In an analysis posted on Monday, Cox Automotive interim chief economist Jeremy Robb offered an explanation through the prism of the car business that might explain why the Fed first rate decision of the year wasn’t unanimous.

“The inflation picture presents a mixed signal for Fed policy,” Robb wrote on Monday. “The Personal Consumption Expenditures (PCE) deflator rose 2.8% year-over-year through November, running slightly hotter than mid-year levels and remaining above the Fed’s 2% target. This persistent elevation in the Fed’s preferred inflation gauge complicates the path forward for rate cuts, as policymakers balance more robust economic growth against stubborn inflation, while we experience a slowing rate of job creation.

“For automotive markets, the combination of robust GDP growth and higher-for-longer rates creates a challenging environment: income growth rates are slowing, as ever-present inflation erodes buying power, while interest rates stay higher than many consumers — and dealers — would like,” he continued.

Comerica Bank chief economist Bill Adams and senior economist Waran Bhahirethan accurately predicted on Monday that the Fed would leave interest rates unchanged.

“Inflation likely closed 2025 above target for the fifth straight year, and the modest growth of payrolls in November and December was still enough to make October’s contraction look like a one-off. These data give the Fed breathing room to wait for tariff-driven inflation to dissipate before considering further rate cuts,” Adams and Bhahirethan wrote on Monday in conjunction with their decision forecast.

“The Fed is expecting the tax cuts and spending increases in last July 4th’s fiscal bill to boost economic activity and hiring this year, another reason to hold off on further cuts,” the bank experts added.

Adams and Bhahirethan also touched on the dialogue within the FOMC as well as the ongoing turmoil between the Fed and the White House about how to approach future rate decisions.

“Markets will listen carefully to chair Powell’s comments on the Fed’s independence at the post-meeting press conference, given the White House’s increasing pressure on the Fed to cut. If anything, the pressure campaign raises the bar for the Fed to cut near-term,” Adams and Bhahirethan said. “The Fed’s policymakers see the credibility of their independence as essential if they want the public to expect inflation to meet their target in the long run, since expectations are largely self-fulfilling.

“The Fed was already managing a trade-off between supporting the job market and tamping down inflation before this pressure campaign intensified. Now the tradeoff is even more complicated: Yes, balancing the near-term outlook for the job market and inflation, but also convincing the public that they remain independent and their commitment to the inflation target is credible,” Adams and Bhahirethan went on to say.

During the meeting, the FOMC also reaffirmed its longer-run goals and monetary policy strategy first adopted in 2012.

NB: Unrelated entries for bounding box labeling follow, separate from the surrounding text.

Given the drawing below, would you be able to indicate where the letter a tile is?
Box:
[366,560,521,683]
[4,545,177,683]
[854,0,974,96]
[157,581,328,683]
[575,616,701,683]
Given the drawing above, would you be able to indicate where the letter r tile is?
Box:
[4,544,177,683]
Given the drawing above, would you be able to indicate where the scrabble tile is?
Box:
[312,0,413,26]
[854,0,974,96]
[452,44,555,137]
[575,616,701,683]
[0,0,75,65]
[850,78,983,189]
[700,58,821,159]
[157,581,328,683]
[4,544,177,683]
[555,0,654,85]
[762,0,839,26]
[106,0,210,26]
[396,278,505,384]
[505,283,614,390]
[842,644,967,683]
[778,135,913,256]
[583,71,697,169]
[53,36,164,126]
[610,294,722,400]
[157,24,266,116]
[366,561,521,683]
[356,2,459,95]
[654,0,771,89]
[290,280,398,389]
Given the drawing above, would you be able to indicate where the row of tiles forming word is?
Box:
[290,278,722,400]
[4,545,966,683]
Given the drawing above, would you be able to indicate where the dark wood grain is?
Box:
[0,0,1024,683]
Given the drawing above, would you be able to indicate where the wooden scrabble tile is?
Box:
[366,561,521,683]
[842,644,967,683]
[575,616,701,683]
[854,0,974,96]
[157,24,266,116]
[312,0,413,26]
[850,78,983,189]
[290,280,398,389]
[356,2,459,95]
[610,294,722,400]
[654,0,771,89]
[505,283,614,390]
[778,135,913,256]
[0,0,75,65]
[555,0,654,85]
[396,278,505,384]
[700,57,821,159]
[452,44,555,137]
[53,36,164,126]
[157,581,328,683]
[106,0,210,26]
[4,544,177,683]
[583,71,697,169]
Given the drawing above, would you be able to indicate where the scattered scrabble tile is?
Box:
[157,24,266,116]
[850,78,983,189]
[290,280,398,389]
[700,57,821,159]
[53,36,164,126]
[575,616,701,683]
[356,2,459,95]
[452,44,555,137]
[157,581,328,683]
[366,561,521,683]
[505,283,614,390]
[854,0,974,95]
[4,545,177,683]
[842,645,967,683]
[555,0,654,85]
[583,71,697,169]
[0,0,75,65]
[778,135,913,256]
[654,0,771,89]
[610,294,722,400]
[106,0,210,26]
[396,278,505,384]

“The Federal Open Market Committee (FOMC) is firmly committed to fulfilling its statutory mandate from Congress of promoting maximum employment, stable prices, and moderate long-term interest rates,” policymakers said in a statement. “The committee seeks to explain its monetary policy decisions to the public as clearly as possible.  Such clarity facilitates well-informed decision making by households and businesses, reduces economic and financial uncertainty, increases the effectiveness of monetary policy, and enhances transparency and accountability, which are essential in a democratic society.”